Mais l'Opep, si elle se dit "inquiète" du niveau des prix, assure que le marché est bien approvisionné et que les stocks de brut des pays industrialisés sont supérieurs à leur moyenne des cinq dernières années.

Elle renvoie la responsabilité de l'envolée du prix du baril aux spéculateurs, aux capacités insuffisantes de raffinage, aux problèmes géopolitiques au Proche-Orient et aux fluctuations du dollar. 

Un discours relayé par un certain nombre d'experts: "si l'Opep augmentait sa production, les prix ne baisseraient pas forcément", affirme Thierry Lefrançois, économiste des matières premières chez Natixis.
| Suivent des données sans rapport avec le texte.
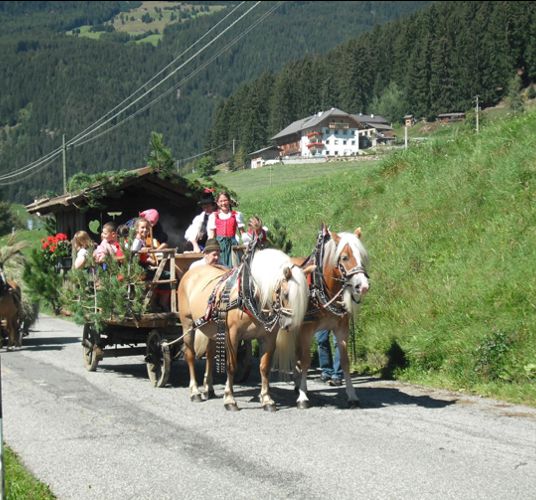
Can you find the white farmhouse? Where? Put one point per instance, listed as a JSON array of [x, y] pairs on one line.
[[328, 133]]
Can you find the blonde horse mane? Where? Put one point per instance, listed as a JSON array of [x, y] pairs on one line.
[[333, 250], [268, 271]]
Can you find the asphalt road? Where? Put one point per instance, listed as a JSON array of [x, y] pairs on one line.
[[111, 435]]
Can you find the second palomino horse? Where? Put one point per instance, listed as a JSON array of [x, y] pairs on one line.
[[10, 310], [267, 293], [339, 282]]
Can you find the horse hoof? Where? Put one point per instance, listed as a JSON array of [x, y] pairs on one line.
[[209, 395], [303, 405]]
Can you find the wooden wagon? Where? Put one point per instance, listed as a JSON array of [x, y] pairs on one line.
[[156, 335]]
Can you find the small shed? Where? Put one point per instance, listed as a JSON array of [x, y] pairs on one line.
[[175, 199], [450, 117], [264, 156], [409, 120]]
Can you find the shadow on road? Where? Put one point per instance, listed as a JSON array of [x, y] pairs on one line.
[[320, 394], [46, 343]]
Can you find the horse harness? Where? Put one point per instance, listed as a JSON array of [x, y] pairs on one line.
[[219, 303], [317, 288]]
"Nous avons un marché qui est dans la surenchère, qui parie sur le moment où on va franchir les 100 dollars, mais il n'y a pas de changements fondamentaux par rapport à il y a quelques mois, quand on était à 70 dollars le baril", ajoute-t-il.

 

Note de P&P : Même pour un bien aussi essentiel que l'énergie qui nous permet de nous chauffer, de nous déplacer, le prix n'est pas défini par l'utilité sociale ou par le simple rapport de l'offre et de la demande. Le prix est artificiellement manipulé par des spéculateurs.

 

Courant août, le baril oscillait encore autour de 70 dollars. Il a dépassé 96 dollars pour la première fois mercredi.
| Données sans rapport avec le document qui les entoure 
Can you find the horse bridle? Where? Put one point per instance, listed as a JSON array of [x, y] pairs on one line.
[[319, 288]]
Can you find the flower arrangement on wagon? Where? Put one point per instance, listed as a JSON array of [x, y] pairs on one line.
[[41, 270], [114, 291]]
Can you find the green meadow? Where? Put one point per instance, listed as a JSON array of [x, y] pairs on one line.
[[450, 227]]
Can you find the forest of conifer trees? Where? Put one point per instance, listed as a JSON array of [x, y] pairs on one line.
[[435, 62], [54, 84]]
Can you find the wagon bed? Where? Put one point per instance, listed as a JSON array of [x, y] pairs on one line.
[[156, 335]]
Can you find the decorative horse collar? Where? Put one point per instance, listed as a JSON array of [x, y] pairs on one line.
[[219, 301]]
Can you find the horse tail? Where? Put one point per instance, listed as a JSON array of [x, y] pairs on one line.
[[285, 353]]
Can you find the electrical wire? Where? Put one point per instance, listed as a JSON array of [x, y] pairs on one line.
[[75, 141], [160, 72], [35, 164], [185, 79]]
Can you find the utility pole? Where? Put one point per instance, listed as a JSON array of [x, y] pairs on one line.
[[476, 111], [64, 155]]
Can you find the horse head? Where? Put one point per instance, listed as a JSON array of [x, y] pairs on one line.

"Quel meilleur investissement aujourd'hui que le pétrole?", interroge M. Lefrançois. "Les Bourses ont baissé, les taux d'intérêt aussi, donc les obligations deviennent moins intéressantes, et si la Réserve fédérale américaine a baissé ses taux, c'est qu'on est sur une tendance baissière de croissance américaine. Parallèlement il y a beaucoup de liquidités sur le marché", qui se retrouvent placées sur relativement peu d'actifs, explique-t-il.
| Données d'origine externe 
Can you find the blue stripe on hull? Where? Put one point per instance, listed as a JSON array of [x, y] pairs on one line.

La chute de près de 10 dollars du brut au mois d'août au début de la crise financière illustre selon lui le poids des spéculateurs: "les fonds d'investissement se sont retirés" à ce moment-là, craignant une récession, avant de revenir massivement sur le marché.

D'autant qu'en période d'incertitude économique, l'or noir est devenu une valeur refuge, à l'instar de l'or, et surtout le moyen de se couvrir face à la baisse du dollar.

Un avis partagé par Pierre Terzian, de la revue Pétrostratégies, pour qui "le marché est totalement dominé par les financiers". Le risque de pénurie ne peut justifier les prix actuels, selon lui, car la capacité de production non-utilisée de l'Opep était en 2005 de seulement 0,5 million de barils par jour (mbj), et qu'elle est aujourd'hui de 3,5 (mbj), "soit sept fois plus alors que les prix ont doublé".

"L'offre, la géopolitique et la spéculation jouent tous dans le sens d'une hausse, résume David Kirsch, du cabinet PFC Energy, même si pour lui l'approvisionnement du marché "ne justifie pas un baril à 100 dollars".

Note de P&P : Donc ces mêmes spéculateurs (banques, fonds d'investissements, grosses fortunes,...) qui ont mis sur la paille des millions d'étasuniens à travers leurs délires spéculatifs sur l'immobilier, jouent maintenant avec les dépenses de milliards d'êtres humains qui voient leurs coûts de transport, leurs coûts de chauffage mais aussi le coût de tous les produits impliquant l'utilisation de pétrole (c'est à dire 99% des produits dont nous avons besoin) exploser.